Second, there is the possibility that a group of researchers collaborate and write a coherent article, but that in principle they could factor out the contributions made by each member. This is particularly the case when collaboration is mainly justified by the division of labour amongst people with different competences or from different areas, but also amongst colleagues in the same field that simply concentrate on a different part of the paper though they discuss together the general idea of the work at the beginning, and its final versions at the end of the process. What justifies in this case that the paper is signed by several co-authors, instead of each one reclaiming merit only for the part to which she has mostly contributed? After all, what some of them are doing is using the conclusions reached by the others as premises in a (shorter) argument.
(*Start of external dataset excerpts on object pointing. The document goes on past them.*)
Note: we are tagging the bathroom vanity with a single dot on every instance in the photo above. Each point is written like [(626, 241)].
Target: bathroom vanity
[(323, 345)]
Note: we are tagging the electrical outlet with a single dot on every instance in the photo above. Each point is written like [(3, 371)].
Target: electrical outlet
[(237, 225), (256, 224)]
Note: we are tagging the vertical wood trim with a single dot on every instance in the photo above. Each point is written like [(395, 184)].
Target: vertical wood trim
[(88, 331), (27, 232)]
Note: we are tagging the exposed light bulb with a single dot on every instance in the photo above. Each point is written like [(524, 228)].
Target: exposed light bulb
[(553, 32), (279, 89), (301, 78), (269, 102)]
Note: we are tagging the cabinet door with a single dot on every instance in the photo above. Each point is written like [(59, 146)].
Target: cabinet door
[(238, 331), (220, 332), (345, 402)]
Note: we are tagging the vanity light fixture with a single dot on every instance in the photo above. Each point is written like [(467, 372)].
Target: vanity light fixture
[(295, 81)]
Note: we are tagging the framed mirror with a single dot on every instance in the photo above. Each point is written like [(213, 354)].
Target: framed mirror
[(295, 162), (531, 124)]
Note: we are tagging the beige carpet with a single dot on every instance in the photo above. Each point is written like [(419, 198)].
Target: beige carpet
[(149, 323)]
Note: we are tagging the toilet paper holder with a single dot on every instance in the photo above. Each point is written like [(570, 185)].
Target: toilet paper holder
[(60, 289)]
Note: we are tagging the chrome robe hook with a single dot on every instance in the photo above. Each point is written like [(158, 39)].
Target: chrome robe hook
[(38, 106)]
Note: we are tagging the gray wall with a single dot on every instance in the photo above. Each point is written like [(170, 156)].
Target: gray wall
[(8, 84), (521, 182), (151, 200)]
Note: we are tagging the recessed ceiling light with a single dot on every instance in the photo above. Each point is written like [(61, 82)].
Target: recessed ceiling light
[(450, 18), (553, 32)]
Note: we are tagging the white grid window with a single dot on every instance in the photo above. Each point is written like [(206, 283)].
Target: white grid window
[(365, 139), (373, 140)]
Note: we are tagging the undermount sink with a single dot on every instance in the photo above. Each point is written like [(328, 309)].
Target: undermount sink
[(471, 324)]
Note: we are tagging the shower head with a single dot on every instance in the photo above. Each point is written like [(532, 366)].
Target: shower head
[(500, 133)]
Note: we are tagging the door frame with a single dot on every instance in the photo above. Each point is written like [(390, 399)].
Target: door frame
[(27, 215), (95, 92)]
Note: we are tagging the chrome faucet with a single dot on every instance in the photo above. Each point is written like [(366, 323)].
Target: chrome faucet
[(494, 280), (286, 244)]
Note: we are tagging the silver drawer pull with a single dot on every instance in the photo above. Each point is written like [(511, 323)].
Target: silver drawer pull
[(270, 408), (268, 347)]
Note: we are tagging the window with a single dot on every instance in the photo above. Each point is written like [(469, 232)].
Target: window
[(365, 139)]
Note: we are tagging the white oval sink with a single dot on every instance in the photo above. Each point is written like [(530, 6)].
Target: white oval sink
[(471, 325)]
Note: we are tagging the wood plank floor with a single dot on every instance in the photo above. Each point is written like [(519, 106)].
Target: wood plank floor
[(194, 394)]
Assuming that the goal of the authors of those intermediate conclusions is to get cited, why not write a separate paper for each of those conclusions, one that will be cited by the colleagues doing the rest of the argument? Stated in terms of the economics of the firm: why are not the fragments of the argument ‘externalised’ as far as possible, giving to each of those fragments the possibility of being autonomously recognised for them? This case, which I will call ‘optional co-authorship’, is the one that I shall try to explain in the next entries.
Wray, K. B. (2006), “Scientific authorship in the age of collaborative research”, Studies in History and Philosophy of Science, 37, 505-514.